Talented employees can understand when another talented person receives a promotion, but they hate it when poor performers end up with the spoils. Typically, this happens because a manager is playing favorites, or is just plain clueless about who deserves the credit. This backwards behavior can drive top employees to leave a company out of frustration, especially when their hard work goes unnoticed. If there isn’t a direct correlation between performance and reward, people will decide that the system is rigged and stop putting in effort.

  1. They Overwork Employees:

On the other hand, managers can also work people to the brink without giving a thought to the consequences. It’s one thing to see a pay raise for handling additional responsibilities, but it’s totally different when an employee has to work harder and harder, just to stay afloat. Eventually, that employee will burn out, quitting in a fit of rage and exhaustion. Research shows that when employees work more than 50 hours per week, productivity drops significantly.

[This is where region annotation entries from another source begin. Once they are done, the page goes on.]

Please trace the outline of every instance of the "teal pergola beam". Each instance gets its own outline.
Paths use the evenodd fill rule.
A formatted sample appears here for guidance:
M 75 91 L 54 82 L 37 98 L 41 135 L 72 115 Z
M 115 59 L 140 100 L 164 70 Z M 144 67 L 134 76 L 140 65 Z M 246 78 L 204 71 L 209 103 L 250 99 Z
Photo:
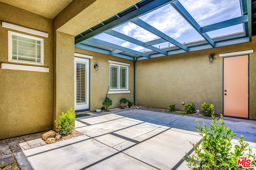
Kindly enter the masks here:
M 108 55 L 110 55 L 111 52 L 103 49 L 101 49 L 96 47 L 92 47 L 90 45 L 88 45 L 88 44 L 87 44 L 86 42 L 84 42 L 84 43 L 80 43 L 79 44 L 76 44 L 75 45 L 75 48 L 78 48 L 81 49 L 84 49 L 84 50 L 90 51 L 94 51 L 97 53 L 101 53 L 102 54 L 105 54 Z M 115 54 L 112 55 L 113 56 L 117 57 L 118 57 L 122 58 L 123 59 L 127 59 L 130 60 L 133 60 L 133 59 L 134 57 L 130 57 L 127 55 L 124 55 L 122 54 Z
M 149 41 L 144 43 L 145 47 L 148 47 L 152 45 L 154 45 L 155 44 L 160 44 L 162 43 L 165 43 L 167 42 L 165 39 L 164 39 L 162 38 L 159 38 L 158 39 L 154 39 L 154 40 L 150 41 Z
M 154 27 L 152 27 L 148 23 L 142 20 L 140 20 L 139 18 L 135 19 L 131 21 L 131 22 L 141 27 L 146 29 L 147 31 L 149 31 L 151 33 L 155 34 L 155 35 L 166 40 L 168 42 L 170 42 L 172 44 L 178 47 L 181 49 L 185 50 L 185 51 L 188 51 L 188 48 L 186 47 L 185 45 L 179 43 L 177 41 L 171 38 L 169 36 L 165 34 L 164 33 L 160 31 L 159 30 L 157 29 Z
M 114 20 L 107 24 L 105 24 L 100 28 L 93 30 L 92 32 L 75 39 L 75 44 L 80 43 L 83 41 L 99 34 L 102 32 L 104 32 L 114 27 L 126 23 L 131 20 L 132 20 L 136 17 L 138 17 L 151 11 L 154 10 L 156 8 L 163 6 L 172 2 L 172 0 L 153 0 L 152 2 L 149 3 L 144 6 L 130 12 L 124 16 L 120 17 L 118 19 Z
M 215 47 L 215 43 L 205 33 L 202 33 L 201 27 L 199 24 L 192 17 L 178 0 L 171 2 L 170 4 L 175 10 L 189 23 L 191 26 L 209 43 L 213 47 Z
M 164 50 L 161 50 L 161 49 L 159 49 L 158 48 L 156 48 L 155 47 L 151 45 L 148 46 L 146 47 L 145 46 L 144 43 L 143 42 L 139 41 L 134 38 L 132 38 L 130 37 L 122 34 L 112 29 L 111 29 L 107 31 L 106 31 L 105 32 L 105 33 L 120 38 L 120 39 L 122 39 L 124 40 L 130 42 L 132 43 L 133 43 L 134 44 L 137 44 L 137 45 L 140 45 L 140 46 L 145 47 L 148 49 L 150 49 L 151 50 L 158 52 L 159 53 L 164 54 L 165 55 L 167 55 L 167 52 Z
M 230 26 L 234 25 L 235 25 L 239 24 L 240 23 L 242 23 L 248 22 L 248 15 L 246 15 L 222 22 L 220 22 L 218 23 L 202 27 L 201 28 L 201 32 L 204 33 Z
M 128 49 L 128 48 L 124 47 L 122 47 L 120 45 L 117 45 L 116 44 L 114 44 L 110 43 L 108 43 L 108 42 L 106 42 L 104 41 L 100 40 L 100 39 L 97 39 L 96 38 L 91 38 L 90 39 L 87 39 L 86 41 L 88 41 L 90 42 L 92 42 L 92 43 L 96 43 L 96 44 L 100 44 L 103 45 L 105 45 L 106 46 L 109 47 L 111 48 L 113 48 L 118 50 L 120 50 L 124 51 L 126 51 L 128 53 L 131 53 L 133 54 L 136 54 L 137 55 L 139 55 L 140 56 L 145 57 L 147 57 L 148 58 L 150 57 L 150 55 L 148 54 L 145 54 L 143 53 L 141 53 L 135 50 Z

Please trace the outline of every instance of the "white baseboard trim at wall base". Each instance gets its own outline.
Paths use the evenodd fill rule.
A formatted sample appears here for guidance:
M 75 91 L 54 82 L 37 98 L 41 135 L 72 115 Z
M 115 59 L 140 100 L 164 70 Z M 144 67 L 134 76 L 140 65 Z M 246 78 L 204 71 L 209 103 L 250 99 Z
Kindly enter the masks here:
M 1 69 L 21 70 L 23 71 L 38 71 L 39 72 L 48 72 L 49 71 L 49 68 L 48 67 L 14 64 L 12 64 L 3 63 L 1 63 Z
M 220 54 L 220 57 L 226 57 L 230 56 L 231 55 L 238 55 L 243 54 L 248 54 L 249 53 L 253 53 L 254 52 L 253 49 L 252 50 L 244 50 L 243 51 L 236 51 L 231 53 L 223 53 Z
M 26 27 L 22 27 L 21 26 L 17 25 L 16 25 L 8 23 L 2 21 L 2 26 L 5 28 L 10 28 L 11 29 L 20 31 L 36 35 L 46 37 L 46 38 L 48 38 L 49 37 L 48 33 L 35 30 L 33 29 L 30 29 L 30 28 L 26 28 Z
M 121 94 L 122 93 L 130 93 L 130 91 L 110 91 L 108 92 L 108 94 Z

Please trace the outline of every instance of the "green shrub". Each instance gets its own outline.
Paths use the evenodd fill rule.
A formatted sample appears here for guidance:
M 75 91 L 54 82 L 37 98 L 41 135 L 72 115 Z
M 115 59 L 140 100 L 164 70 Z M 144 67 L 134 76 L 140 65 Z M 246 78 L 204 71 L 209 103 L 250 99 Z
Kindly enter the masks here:
M 210 116 L 214 110 L 213 105 L 212 104 L 209 104 L 208 102 L 204 102 L 201 106 L 201 113 L 202 114 L 205 116 Z
M 129 102 L 129 100 L 126 98 L 121 98 L 119 100 L 119 104 L 121 106 L 121 109 L 124 109 L 127 106 L 127 104 Z
M 2 163 L 2 165 L 0 166 L 0 168 L 2 169 L 2 168 L 4 168 L 8 165 L 6 164 L 4 164 L 4 161 L 1 161 L 1 163 Z
M 175 110 L 175 104 L 170 104 L 169 105 L 169 111 L 173 112 Z
M 191 103 L 185 105 L 185 111 L 187 114 L 192 114 L 196 111 L 196 106 Z
M 108 98 L 106 99 L 102 102 L 102 105 L 105 107 L 105 111 L 109 111 L 108 107 L 112 105 L 112 100 Z
M 198 170 L 244 169 L 241 166 L 238 167 L 236 163 L 238 156 L 245 156 L 248 158 L 252 158 L 252 165 L 255 165 L 255 154 L 252 155 L 250 148 L 246 149 L 249 144 L 244 142 L 242 135 L 241 135 L 240 139 L 238 139 L 240 145 L 236 145 L 234 146 L 234 152 L 230 152 L 232 147 L 231 141 L 236 134 L 234 133 L 229 127 L 224 127 L 222 115 L 220 119 L 220 125 L 216 125 L 218 119 L 214 118 L 214 111 L 212 114 L 212 123 L 209 129 L 207 129 L 204 123 L 202 128 L 200 128 L 197 120 L 196 121 L 197 124 L 196 129 L 202 137 L 201 139 L 202 148 L 199 147 L 198 143 L 193 143 L 190 142 L 194 148 L 194 153 L 188 155 L 186 153 L 188 159 L 183 158 L 189 169 Z M 244 155 L 244 151 L 247 150 L 248 153 Z
M 68 112 L 61 112 L 62 115 L 59 117 L 58 122 L 55 120 L 56 127 L 60 130 L 60 133 L 65 136 L 71 133 L 74 129 L 76 113 L 72 108 L 68 111 Z
M 130 108 L 131 107 L 133 104 L 133 102 L 132 102 L 132 100 L 129 100 L 128 102 L 127 103 L 127 106 L 128 106 L 128 107 Z

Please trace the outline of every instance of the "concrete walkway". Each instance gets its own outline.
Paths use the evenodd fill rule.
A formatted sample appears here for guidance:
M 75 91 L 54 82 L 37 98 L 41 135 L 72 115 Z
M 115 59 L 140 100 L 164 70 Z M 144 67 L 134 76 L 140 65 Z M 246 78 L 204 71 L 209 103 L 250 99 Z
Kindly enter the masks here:
M 201 138 L 195 120 L 211 123 L 210 119 L 140 109 L 88 114 L 76 119 L 75 129 L 84 135 L 16 154 L 20 169 L 188 169 L 182 158 L 193 151 L 190 141 Z M 224 120 L 238 137 L 244 135 L 256 153 L 256 121 Z

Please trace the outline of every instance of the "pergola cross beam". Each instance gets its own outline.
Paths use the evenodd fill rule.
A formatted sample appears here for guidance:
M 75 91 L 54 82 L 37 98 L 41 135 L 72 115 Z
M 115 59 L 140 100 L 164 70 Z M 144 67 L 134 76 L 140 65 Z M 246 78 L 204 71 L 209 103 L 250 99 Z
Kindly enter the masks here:
M 154 27 L 151 26 L 146 22 L 142 21 L 139 18 L 137 18 L 132 20 L 131 22 L 137 25 L 144 28 L 146 30 L 154 34 L 159 37 L 163 39 L 166 40 L 168 42 L 170 42 L 172 44 L 178 47 L 185 51 L 188 51 L 188 48 L 179 43 L 177 41 L 170 37 L 164 33 L 160 31 Z
M 105 32 L 105 33 L 112 35 L 115 37 L 120 38 L 122 39 L 123 39 L 127 41 L 129 41 L 134 44 L 137 44 L 137 45 L 140 46 L 147 48 L 148 49 L 157 51 L 159 53 L 164 54 L 165 55 L 167 55 L 167 52 L 164 50 L 160 49 L 155 47 L 152 46 L 152 45 L 148 46 L 146 47 L 144 45 L 144 43 L 134 38 L 132 38 L 130 37 L 127 36 L 126 35 L 122 34 L 112 29 L 109 30 Z
M 192 27 L 209 43 L 213 47 L 215 47 L 215 43 L 205 33 L 201 32 L 202 28 L 199 24 L 191 16 L 178 0 L 172 2 L 170 4 L 189 23 Z

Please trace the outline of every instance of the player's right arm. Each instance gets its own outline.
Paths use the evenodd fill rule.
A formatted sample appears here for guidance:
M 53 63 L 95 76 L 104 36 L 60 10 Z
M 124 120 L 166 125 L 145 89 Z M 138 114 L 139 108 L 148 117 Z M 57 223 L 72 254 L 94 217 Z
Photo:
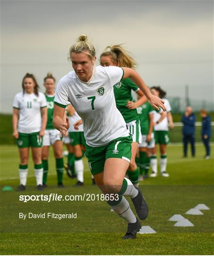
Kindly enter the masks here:
M 68 113 L 69 116 L 72 116 L 74 115 L 74 113 L 75 113 L 75 110 L 74 108 L 71 105 L 68 105 L 68 109 L 67 111 Z
M 152 132 L 153 130 L 153 127 L 154 126 L 154 123 L 153 122 L 154 119 L 154 114 L 153 113 L 151 113 L 149 114 L 149 132 L 147 136 L 146 141 L 149 142 L 151 140 L 152 137 Z
M 69 127 L 68 118 L 66 117 L 65 121 L 63 119 L 64 113 L 65 108 L 54 104 L 53 125 L 56 129 L 60 131 L 61 136 L 62 135 L 65 136 L 67 135 L 68 129 Z
M 16 138 L 18 138 L 18 133 L 17 130 L 17 125 L 18 120 L 18 114 L 19 110 L 17 109 L 13 109 L 13 136 Z

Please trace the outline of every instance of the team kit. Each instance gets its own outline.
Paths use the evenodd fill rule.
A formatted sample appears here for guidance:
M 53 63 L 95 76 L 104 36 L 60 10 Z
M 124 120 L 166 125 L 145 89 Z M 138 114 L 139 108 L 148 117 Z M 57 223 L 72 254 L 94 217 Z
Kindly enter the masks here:
M 111 72 L 115 73 L 115 78 L 118 75 L 122 77 L 121 68 L 108 67 L 108 69 L 111 70 Z M 166 145 L 170 143 L 167 118 L 165 117 L 161 122 L 157 122 L 161 116 L 162 110 L 156 110 L 148 101 L 136 109 L 128 108 L 126 106 L 127 101 L 134 101 L 131 91 L 137 92 L 140 89 L 129 78 L 121 79 L 119 82 L 117 82 L 118 81 L 115 78 L 115 82 L 115 82 L 115 85 L 112 89 L 108 81 L 105 81 L 105 76 L 102 77 L 100 75 L 103 69 L 101 66 L 96 67 L 92 77 L 93 80 L 87 82 L 83 82 L 78 79 L 74 72 L 69 72 L 59 82 L 58 88 L 59 89 L 57 95 L 55 91 L 51 95 L 39 92 L 38 96 L 34 93 L 28 94 L 21 92 L 15 97 L 13 107 L 18 110 L 19 113 L 19 136 L 17 140 L 19 148 L 50 146 L 58 141 L 62 141 L 65 145 L 71 146 L 71 150 L 68 148 L 67 164 L 64 164 L 62 157 L 56 159 L 58 185 L 63 185 L 62 173 L 64 168 L 70 177 L 77 178 L 77 185 L 83 185 L 84 166 L 82 158 L 85 155 L 86 148 L 87 149 L 86 156 L 88 159 L 88 166 L 94 181 L 93 174 L 103 170 L 106 159 L 120 158 L 130 162 L 131 152 L 128 147 L 126 152 L 126 147 L 130 142 L 137 143 L 138 149 L 151 149 L 155 146 L 155 143 Z M 68 89 L 63 87 L 66 80 L 70 83 Z M 88 91 L 88 94 L 86 94 L 85 87 L 88 86 L 89 84 L 89 94 Z M 74 88 L 75 90 L 71 90 Z M 63 91 L 65 90 L 68 90 L 68 99 L 63 95 Z M 114 100 L 114 97 L 115 100 Z M 167 112 L 169 112 L 171 110 L 170 104 L 167 99 L 164 100 Z M 114 106 L 111 103 L 111 102 L 114 102 Z M 68 111 L 66 111 L 71 106 L 70 102 L 72 102 L 74 108 L 71 115 Z M 53 127 L 52 119 L 54 104 L 66 109 L 70 124 L 68 136 L 60 137 L 60 131 Z M 119 110 L 117 112 L 113 111 L 115 106 Z M 94 110 L 93 112 L 89 113 L 87 111 L 89 106 Z M 42 123 L 41 110 L 45 107 L 47 109 L 47 121 L 44 135 L 41 137 L 39 135 Z M 100 111 L 101 109 L 103 109 L 103 111 Z M 99 110 L 98 111 L 96 111 L 97 109 Z M 76 110 L 81 116 L 77 113 Z M 105 123 L 103 121 L 103 115 L 106 116 L 105 120 L 107 121 Z M 111 118 L 113 116 L 113 119 L 116 120 L 116 126 L 108 122 L 109 115 L 111 116 Z M 151 119 L 151 115 L 153 120 Z M 87 121 L 84 123 L 84 126 L 82 124 L 77 130 L 75 129 L 74 124 L 81 118 L 84 119 L 85 116 L 87 116 Z M 125 128 L 124 120 L 127 124 Z M 150 129 L 151 122 L 155 124 L 152 126 L 152 130 Z M 92 122 L 94 123 L 93 130 Z M 86 133 L 85 136 L 84 127 L 85 132 Z M 110 135 L 109 131 L 111 135 Z M 112 134 L 114 135 L 111 137 Z M 148 135 L 151 137 L 149 140 L 147 139 Z M 85 137 L 87 138 L 86 141 Z M 117 139 L 114 139 L 115 137 Z M 72 147 L 75 148 L 77 145 L 81 145 L 83 147 L 81 155 L 78 156 L 75 155 L 72 149 Z M 103 157 L 103 152 L 106 150 L 106 148 L 107 153 Z M 128 171 L 131 173 L 129 179 L 136 187 L 138 185 L 139 179 L 142 181 L 143 178 L 148 178 L 150 162 L 152 171 L 151 176 L 155 177 L 157 173 L 156 156 L 152 154 L 146 157 L 140 151 L 138 155 L 136 158 L 138 166 L 136 173 Z M 166 155 L 165 156 L 166 157 Z M 162 168 L 162 173 L 166 173 L 166 166 L 165 163 L 165 168 Z M 38 188 L 42 189 L 47 185 L 47 161 L 44 159 L 43 164 L 34 165 L 34 168 L 37 185 Z M 27 171 L 27 165 L 19 165 L 20 184 L 23 190 L 26 186 Z

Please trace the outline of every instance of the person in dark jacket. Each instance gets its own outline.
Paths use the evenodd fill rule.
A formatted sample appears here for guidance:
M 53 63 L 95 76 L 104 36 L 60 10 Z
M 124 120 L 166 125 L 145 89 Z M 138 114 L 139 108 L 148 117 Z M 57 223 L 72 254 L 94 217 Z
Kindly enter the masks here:
M 185 114 L 182 117 L 181 122 L 183 124 L 183 142 L 184 157 L 187 156 L 187 147 L 188 143 L 190 142 L 192 156 L 194 157 L 196 155 L 195 146 L 195 133 L 196 128 L 195 123 L 196 118 L 192 112 L 191 107 L 187 107 L 186 109 Z
M 201 130 L 201 138 L 204 143 L 206 151 L 205 158 L 206 159 L 210 158 L 210 146 L 209 142 L 211 137 L 211 119 L 207 115 L 207 112 L 205 109 L 200 111 L 201 117 L 202 118 L 202 128 Z

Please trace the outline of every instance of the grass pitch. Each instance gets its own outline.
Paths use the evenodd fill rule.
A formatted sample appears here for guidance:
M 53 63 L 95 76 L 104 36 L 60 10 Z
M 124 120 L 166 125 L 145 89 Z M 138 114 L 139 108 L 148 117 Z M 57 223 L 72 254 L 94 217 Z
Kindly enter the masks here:
M 51 150 L 48 187 L 43 192 L 35 189 L 33 165 L 29 165 L 27 187 L 22 192 L 16 191 L 18 185 L 18 151 L 13 146 L 1 148 L 1 188 L 11 186 L 14 191 L 1 192 L 1 252 L 2 254 L 42 255 L 209 255 L 213 254 L 214 156 L 203 158 L 202 146 L 197 146 L 197 156 L 183 159 L 182 147 L 169 146 L 167 171 L 170 176 L 149 178 L 140 187 L 149 208 L 142 225 L 150 226 L 155 234 L 138 234 L 134 240 L 121 239 L 126 231 L 125 221 L 109 211 L 104 201 L 19 201 L 22 195 L 100 194 L 91 185 L 91 174 L 84 159 L 85 186 L 74 187 L 74 180 L 64 174 L 65 187 L 56 186 L 55 161 Z M 210 210 L 203 215 L 185 213 L 198 203 Z M 131 202 L 130 205 L 132 206 Z M 132 207 L 133 210 L 134 209 Z M 76 219 L 19 219 L 19 213 L 77 212 Z M 194 224 L 193 227 L 173 227 L 168 219 L 180 214 Z

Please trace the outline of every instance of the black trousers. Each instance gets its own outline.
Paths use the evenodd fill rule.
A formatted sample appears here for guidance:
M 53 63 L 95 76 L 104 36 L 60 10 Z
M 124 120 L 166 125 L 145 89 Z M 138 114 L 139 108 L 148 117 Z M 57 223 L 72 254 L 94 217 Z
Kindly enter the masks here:
M 204 142 L 205 149 L 206 150 L 206 155 L 210 155 L 210 147 L 209 145 L 210 138 L 208 137 L 206 139 L 202 138 L 202 140 Z
M 191 151 L 192 152 L 192 156 L 195 156 L 196 155 L 196 147 L 195 146 L 195 134 L 183 135 L 184 156 L 187 156 L 187 147 L 189 142 L 190 142 L 191 144 Z

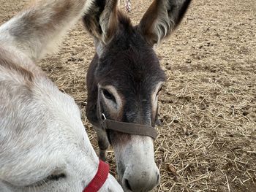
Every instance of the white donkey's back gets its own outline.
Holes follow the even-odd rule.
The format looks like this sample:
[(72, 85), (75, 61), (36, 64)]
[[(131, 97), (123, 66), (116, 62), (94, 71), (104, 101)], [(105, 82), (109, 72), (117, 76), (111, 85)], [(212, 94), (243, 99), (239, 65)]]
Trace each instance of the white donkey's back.
[[(0, 191), (81, 192), (99, 160), (72, 98), (34, 63), (91, 0), (42, 0), (0, 27)], [(122, 191), (108, 174), (99, 191)]]

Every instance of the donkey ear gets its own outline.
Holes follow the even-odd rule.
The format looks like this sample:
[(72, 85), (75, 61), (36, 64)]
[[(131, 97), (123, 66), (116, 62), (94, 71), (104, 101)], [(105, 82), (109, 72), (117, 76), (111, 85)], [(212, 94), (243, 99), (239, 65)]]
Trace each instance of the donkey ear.
[(168, 37), (181, 21), (191, 0), (154, 0), (144, 14), (139, 28), (153, 46)]
[(107, 43), (116, 31), (118, 1), (95, 0), (83, 17), (86, 30), (103, 43)]

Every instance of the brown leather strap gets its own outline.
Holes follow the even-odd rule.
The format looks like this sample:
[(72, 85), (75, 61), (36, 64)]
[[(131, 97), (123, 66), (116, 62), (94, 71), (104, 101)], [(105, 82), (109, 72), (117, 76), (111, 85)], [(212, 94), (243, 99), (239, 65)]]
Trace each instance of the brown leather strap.
[(113, 130), (124, 134), (148, 136), (154, 139), (157, 137), (156, 129), (149, 126), (129, 123), (108, 119), (103, 120), (103, 126), (105, 129)]

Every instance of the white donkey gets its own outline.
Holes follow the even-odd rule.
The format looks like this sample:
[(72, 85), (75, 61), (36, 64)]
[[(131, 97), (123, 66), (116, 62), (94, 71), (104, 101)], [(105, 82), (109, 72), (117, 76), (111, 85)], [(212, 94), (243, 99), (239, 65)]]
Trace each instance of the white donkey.
[(36, 1), (0, 27), (1, 192), (123, 191), (73, 99), (35, 65), (92, 3)]

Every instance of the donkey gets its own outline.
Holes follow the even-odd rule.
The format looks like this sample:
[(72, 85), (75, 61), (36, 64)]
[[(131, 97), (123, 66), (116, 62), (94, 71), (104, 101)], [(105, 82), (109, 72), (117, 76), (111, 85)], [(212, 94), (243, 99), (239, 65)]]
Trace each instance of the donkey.
[(0, 27), (1, 192), (123, 191), (74, 99), (35, 65), (92, 4), (37, 1)]
[[(148, 191), (159, 181), (151, 128), (165, 74), (153, 47), (177, 27), (190, 1), (154, 0), (135, 26), (115, 0), (96, 1), (98, 9), (83, 16), (96, 47), (86, 77), (86, 115), (97, 131), (102, 159), (113, 145), (125, 191)], [(145, 134), (147, 128), (151, 134)]]

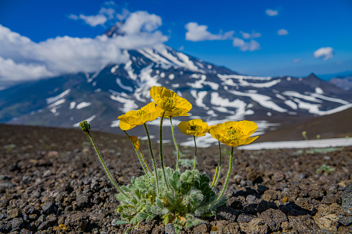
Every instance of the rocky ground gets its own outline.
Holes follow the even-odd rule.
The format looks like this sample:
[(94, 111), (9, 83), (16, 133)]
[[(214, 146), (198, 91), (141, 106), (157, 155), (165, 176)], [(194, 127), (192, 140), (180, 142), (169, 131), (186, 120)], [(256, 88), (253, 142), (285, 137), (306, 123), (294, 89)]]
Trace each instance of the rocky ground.
[[(127, 184), (143, 175), (124, 137), (92, 135), (116, 181)], [(147, 142), (141, 144), (148, 155)], [(218, 191), (228, 166), (230, 148), (222, 149)], [(198, 150), (198, 168), (210, 177), (218, 150)], [(192, 159), (194, 148), (180, 150)], [(174, 167), (174, 151), (165, 144), (166, 166)], [(1, 233), (123, 233), (129, 227), (115, 224), (117, 192), (80, 130), (0, 125), (0, 166)], [(351, 233), (352, 148), (235, 150), (225, 194), (228, 206), (216, 217), (183, 233)], [(154, 220), (129, 233), (167, 228)]]

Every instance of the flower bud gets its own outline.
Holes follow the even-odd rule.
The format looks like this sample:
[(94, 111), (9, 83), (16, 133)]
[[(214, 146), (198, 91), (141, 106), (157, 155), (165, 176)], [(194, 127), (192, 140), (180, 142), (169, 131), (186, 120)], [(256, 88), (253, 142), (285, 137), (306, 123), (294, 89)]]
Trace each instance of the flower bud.
[(82, 131), (84, 132), (86, 135), (89, 133), (89, 130), (91, 130), (91, 126), (88, 124), (86, 121), (82, 121), (80, 123), (80, 126), (81, 127), (81, 129)]

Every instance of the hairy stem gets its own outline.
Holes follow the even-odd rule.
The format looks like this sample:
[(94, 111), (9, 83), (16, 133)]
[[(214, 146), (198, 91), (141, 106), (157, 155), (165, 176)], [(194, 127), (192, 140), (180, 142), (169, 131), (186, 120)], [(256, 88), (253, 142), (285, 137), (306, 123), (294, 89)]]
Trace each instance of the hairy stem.
[(175, 147), (176, 148), (176, 152), (177, 152), (177, 158), (176, 158), (176, 170), (177, 170), (178, 169), (178, 158), (180, 156), (180, 153), (178, 152), (178, 147), (177, 147), (177, 144), (176, 143), (175, 133), (174, 133), (174, 126), (172, 126), (172, 120), (171, 119), (171, 117), (170, 117), (170, 124), (171, 124), (171, 129), (172, 130), (172, 137), (174, 137), (174, 143), (175, 144)]
[[(138, 150), (137, 150), (137, 148), (136, 148), (136, 146), (133, 143), (133, 141), (132, 141), (132, 139), (131, 138), (129, 135), (127, 134), (127, 132), (126, 132), (126, 131), (124, 131), (124, 133), (126, 133), (126, 135), (129, 137), (129, 140), (132, 143), (132, 145), (133, 146), (133, 148), (134, 148), (134, 150), (136, 151), (136, 153), (137, 154), (137, 157), (138, 157), (140, 165), (142, 165), (142, 168), (143, 168), (143, 170), (145, 171), (145, 174), (147, 174), (147, 170), (145, 170), (145, 168), (143, 165), (143, 163), (142, 162), (142, 159), (140, 159), (140, 156), (138, 153)], [(143, 155), (142, 155), (142, 157), (143, 157), (143, 162), (145, 162), (145, 165), (147, 166), (147, 163), (145, 162), (145, 157), (143, 157)], [(148, 168), (148, 169), (149, 169), (149, 168)], [(150, 171), (150, 169), (149, 169), (149, 171)]]
[(91, 139), (91, 142), (92, 142), (93, 146), (94, 146), (94, 149), (95, 150), (95, 152), (97, 153), (97, 155), (99, 157), (99, 159), (100, 160), (100, 162), (102, 163), (102, 166), (104, 167), (104, 170), (105, 170), (105, 172), (106, 173), (106, 175), (108, 175), (109, 178), (110, 179), (110, 181), (115, 186), (115, 187), (120, 191), (120, 193), (122, 193), (126, 197), (130, 197), (127, 195), (124, 191), (120, 188), (119, 186), (115, 180), (113, 180), (111, 175), (109, 172), (108, 168), (106, 168), (106, 166), (105, 166), (105, 164), (104, 163), (104, 160), (102, 159), (102, 156), (100, 156), (100, 153), (99, 153), (99, 150), (98, 150), (97, 146), (95, 146), (95, 143), (94, 142), (94, 139), (93, 139), (93, 137), (91, 136), (91, 133), (89, 132), (86, 133), (86, 134), (89, 137), (89, 139)]
[(214, 187), (214, 184), (215, 183), (215, 178), (216, 177), (217, 173), (218, 173), (218, 166), (216, 166), (216, 168), (215, 169), (215, 174), (214, 174), (213, 182), (212, 183), (212, 188)]
[(218, 171), (218, 177), (216, 177), (216, 180), (215, 183), (212, 185), (212, 188), (214, 188), (216, 184), (218, 184), (219, 178), (220, 177), (220, 170), (221, 169), (221, 146), (220, 146), (220, 141), (219, 142), (219, 171)]
[(196, 144), (196, 137), (193, 136), (193, 139), (194, 140), (194, 164), (193, 165), (193, 171), (196, 169), (196, 158), (197, 158), (197, 144)]
[(149, 150), (150, 155), (151, 156), (151, 160), (153, 161), (153, 166), (154, 167), (154, 173), (155, 173), (155, 181), (156, 182), (156, 194), (159, 194), (159, 182), (158, 182), (158, 173), (156, 172), (156, 165), (155, 164), (154, 155), (153, 154), (153, 148), (151, 147), (151, 141), (150, 140), (149, 131), (148, 130), (148, 128), (147, 127), (147, 124), (145, 123), (143, 124), (145, 126), (145, 132), (147, 133), (147, 136), (148, 137), (148, 142), (149, 143)]
[(163, 115), (161, 116), (160, 119), (160, 135), (159, 135), (159, 142), (160, 142), (160, 157), (161, 162), (161, 170), (163, 170), (163, 177), (164, 177), (164, 182), (166, 184), (166, 188), (169, 190), (169, 185), (167, 182), (166, 181), (166, 175), (165, 170), (164, 168), (164, 159), (163, 158), (163, 120), (164, 120), (164, 116), (165, 115), (165, 110), (163, 113)]
[(232, 169), (232, 157), (234, 156), (234, 146), (231, 147), (231, 155), (230, 155), (230, 163), (229, 163), (229, 167), (228, 167), (228, 176), (226, 177), (226, 179), (225, 180), (225, 184), (223, 184), (223, 191), (220, 193), (220, 195), (218, 197), (218, 199), (216, 201), (219, 201), (220, 197), (223, 195), (223, 193), (225, 192), (225, 189), (226, 188), (226, 186), (228, 185), (228, 179), (230, 178), (230, 175), (231, 174), (231, 169)]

  1. They Keep a Double Standard:

With power comes responsibility. Managers should be expected to stick to the same rules that they preach, without ever considering themselves a special exception. What good is performance coaching, if the coach is a bad role model? Employees need to feel like they can trust and depend on their manager, but erratic and inappropriate behavior can quickly squander that trust. The ideal manager keeps promises, sticks to a reliable schedule, and cultivates an air of mutual respect with employees.

  1. They Don’t Foster Creativity:

Performance coaching should bring out the best in people. That means creating a work environment where passion projects are encouraged, so that talented employees have enough autonomy to flex their creative muscles. Research has shown that when skilled workers have the freedom to follow their muse, companies end up with increased productivity and a higher rate of innovation.